Sophia took up a copy of
Literary World
, found the passage she was looking for, and unwittingly read Herman's own words aloud to him: “‘Where Hawthorne is known, he seems to be deemed a pleasant writer, with a pleasant style—a sequestered, harmless man, from whom any deep and weighty thing would hardly be anticipated—a man who means no meanings.'” She looked up. “Despite the wealth of brilliance the reviewer brings to his interpretations of Nathaniel's stories, he seems never to have heard of him before or understand the fame and controversy that have followed his recent work. It seems a direct contradiction to compare Nathaniel with Shakespeare and then call him a pleasant writer who means no meanings. And if you ask for Nathaniel around Salem, you will find impressions of him there anything but harmless, after
The Scarlet Letter
.”

Herman felt chagrined that he had dashed the review off so hastily, and he wondered now what he could possibly have been thinking when he wrote that sentence.

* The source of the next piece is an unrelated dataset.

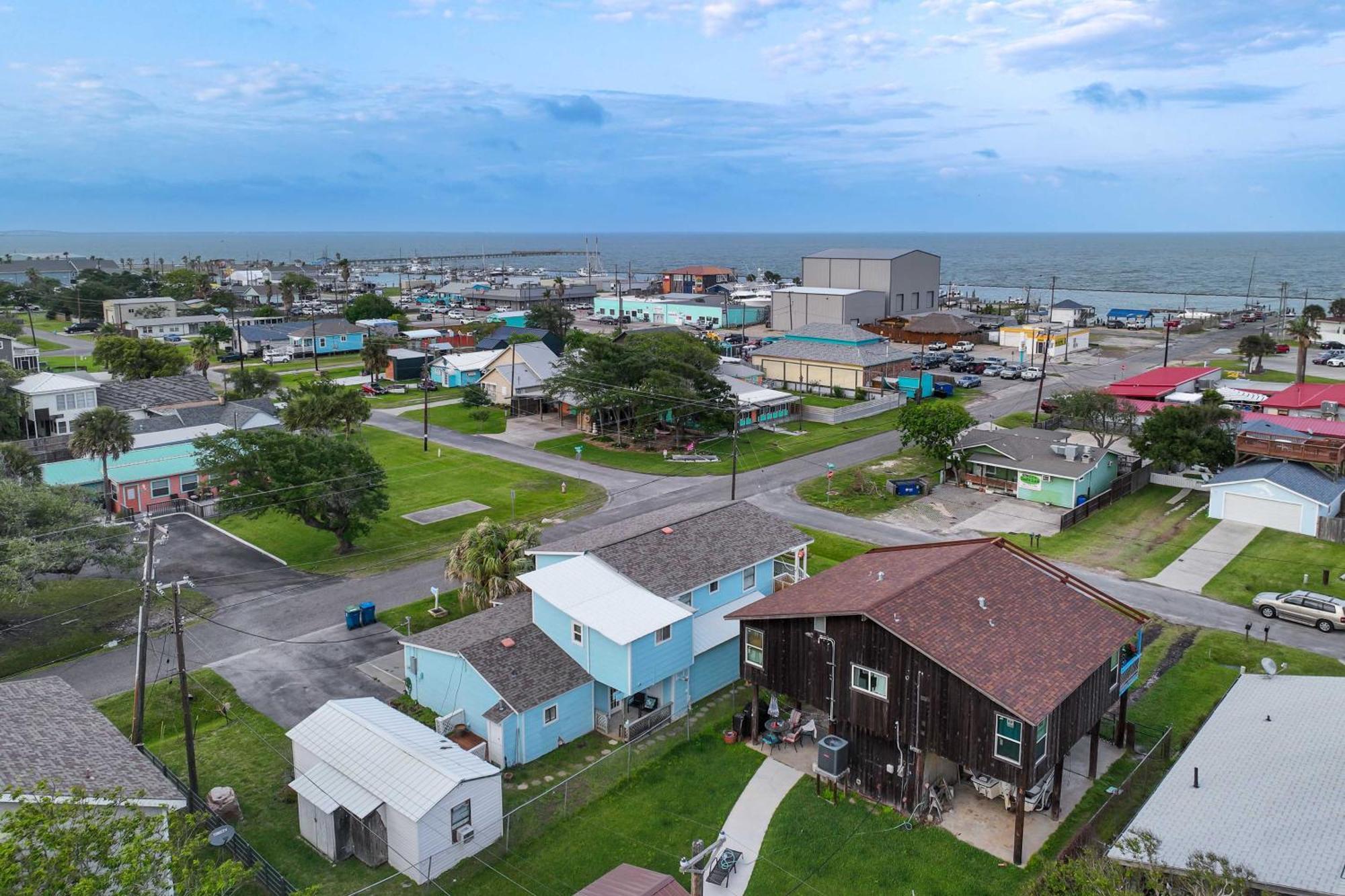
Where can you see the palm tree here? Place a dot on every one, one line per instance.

He wondered if, rather than flattering Hawthorne, he might instead have found myriad ways of offending him. “I think I can clear up this misunderstanding rather easily,” he said. “You see, the reviewer had simply never been acquainted with Mr. Hawthorne before; and, while he was writing this review, he asked a few acquaintances for their ideas of his early work. He was speaking of the impression one might have of Hawthorne if one had read only the surface meanings of his earlier stories.”

Sophia considered this for a moment. “How can you speak with such authority about the intentions of this anonymous gentleman, Herman?”

“In fact, I'm on the most intimate terms with him.” Herman had imagined confessing his secret to Nathaniel, but somehow Sophia's critique and the crack it opened in his confidence made him want to tell her first, to test the waters.

“You must tell me who it is, Herman, at once.”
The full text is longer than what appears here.